Mitjunga, Malay Prau is a bark painting made in 1948 by Mamarika and depicts a perahu, a wind powered vessel complete with its crew of Makassan fisherman from the Port of Makassa in South Sulawesi, Indonesia. A perahu is a multi-hulled wooden boat powered by wind.
Mitjunga, Malay Prau is painted on stringy bark (Eucalyptus tetrodonta) which is harvested in the wet season. Once the bark is flattened and dried it is painted with natural earth pigments.
The title of this work came from a Colonial era when Indonesian people were referred to as Malay. We know now that the people depicted in this painting were actually Makassan and Bugis fisherman who for hundreds of years sailed each December during the tropical wet season from their homes in south east Asia to the coast of Arnhem Land to fish for trepang, otherwise known as sea cucumber or bêche-de-mer. The Makassans also traded items such as metal axes, cloth and rice in exchange for exotic goods such as pearl fish, turtle shell and cypress-pine wood. After 1901 the South Australian Government banned this trade with the purpose of developing a national trepang industry, with the last perahu leaving Arnhem land in 1907.

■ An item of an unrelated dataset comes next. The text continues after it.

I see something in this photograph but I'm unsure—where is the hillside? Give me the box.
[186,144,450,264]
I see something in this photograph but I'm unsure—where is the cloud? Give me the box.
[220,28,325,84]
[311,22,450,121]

In 1948 Charles Mountford, an amateur ethnologist, a film maker and lecturer, lead a group of 16 members of the American- Australian Scientific Expedition to Arnhem Land to observe the life of Aboriginal people in order to learn how they managed their environment and to collect cultural material from them. Mountford collected a total of five hundred paintings on bark which were later distributed amongst six capital city galleries in Australia. At least five of these works were by Mamarika, but Mitjunga, Malay Prau was not included in this distribution. It was donated to the Art Gallery of South Australia by Mountford in 1960.
This particular bark painting is linked with the island Junbia just off shore from Bickerton island, one of the islands in the group island archipelago believed to have once been a malay prau. This bark painting does not simply represent a prau, it represents an ancestral prau which is related to the formation of the islands, and to a place of significance.
The circles on the hull refer to the holes in the totemic rock at Junbia. Although Mitjunga Malay Prau was painted in the twentieth century it shows that the frequent connection with the Makassans influenced Aboriginal life incorporating these stories into their history and language.
Given Mamarika’s date of birth, it is likely he witnessed the Makassan’s fishing on Groote Eylandt and either depicted this image from memory or oral tradition, or was inspired by rock paintings in Arnhem Land of the perahu.
Oral culture is rich with traces of this exchange evident in storytelling.